Calculator
Example Data Table
| Group | Observations | n | Sample Mean |
|---|---|---|---|
| Group A | 12, 15, 14, 13, 16 | 5 | 14.00 |
| Group B | 18, 17, 19, 16, 20 | 5 | 18.00 |
| Group C | 11, 12, 10, 13, 12 | 5 | 11.60 |
This sample is already preloaded into the calculator for quick testing.
Formula Used
One-way ANOVA mean square error:
MSE = SSW / (N - k)
Confidence interval for each group mean:
meani ± t* × √(MSE / ni)
Confidence interval for a mean difference:
(meani - meanj) ± t* × √(MSE × (1/ni + 1/nj))
ANOVA F statistic:
F = MSB / MSE, where MSB = SSB / (k - 1)
This calculator uses the pooled within-group error term from one-way ANOVA. That makes the intervals consistent with the ANOVA model and especially useful when you compare several group means under a shared variance assumption.
When Bonferroni adjustment is selected, the tool narrows the family-wise error rate by using a stricter critical value for pairwise intervals.
How to Use This Calculator
- Enter one group per line in the textarea.
- Add a label, a colon, and the group observations.
- Choose the confidence level you want to report.
- Select unadjusted or Bonferroni-adjusted pairwise intervals.
- Choose the number of decimals for tables and exports.
- Click the calculate button to show results above the form.
- Review the ANOVA table, mean intervals, and pairwise intervals.
- Use the CSV or PDF buttons to save your report.
Interpretation Notes
- Intervals for group means use the pooled ANOVA error term.
- Pairwise intervals that exclude zero indicate a likely mean difference.
- Bonferroni adjustment is safer when many pairwise comparisons are reviewed.
- ANOVA assumes independent observations, roughly normal errors, and similar group variances.
FAQs
1) What does this calculator estimate?
It computes one-way ANOVA results, pooled error variance, confidence intervals for each group mean, and confidence intervals for pairwise mean differences.
2) Why are pooled intervals useful?
They use the common ANOVA error term, so every group is judged on the same noise estimate. That keeps the results aligned with the ANOVA model.

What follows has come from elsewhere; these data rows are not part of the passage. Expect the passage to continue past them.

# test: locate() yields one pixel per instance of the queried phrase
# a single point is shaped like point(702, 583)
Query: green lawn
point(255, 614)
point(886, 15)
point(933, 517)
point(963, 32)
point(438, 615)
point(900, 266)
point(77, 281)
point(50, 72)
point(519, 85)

3) What is the Bonferroni option doing?
It adjusts the pairwise critical value to protect against inflated error rates when you inspect several comparisons at once.
4) When is an interval difference significant?
For pairwise mean differences, significance is suggested when the confidence interval does not cross zero.
5) Can the groups have unequal sizes?
Yes. The formulas used here support unequal sample sizes, and the standard errors automatically reflect those differences.
6) Should I still check assumptions?
Yes. ANOVA results are strongest when observations are independent, residuals are reasonably normal, and group variances are not wildly different.
7) What if my p value is not significant?
That suggests the data do not provide strong evidence of a mean difference at your chosen level. The intervals still help describe uncertainty.
8) What do the export buttons save?
CSV export saves the key result tables. PDF export creates a clean report with summary, ANOVA, and pairwise tables for sharing.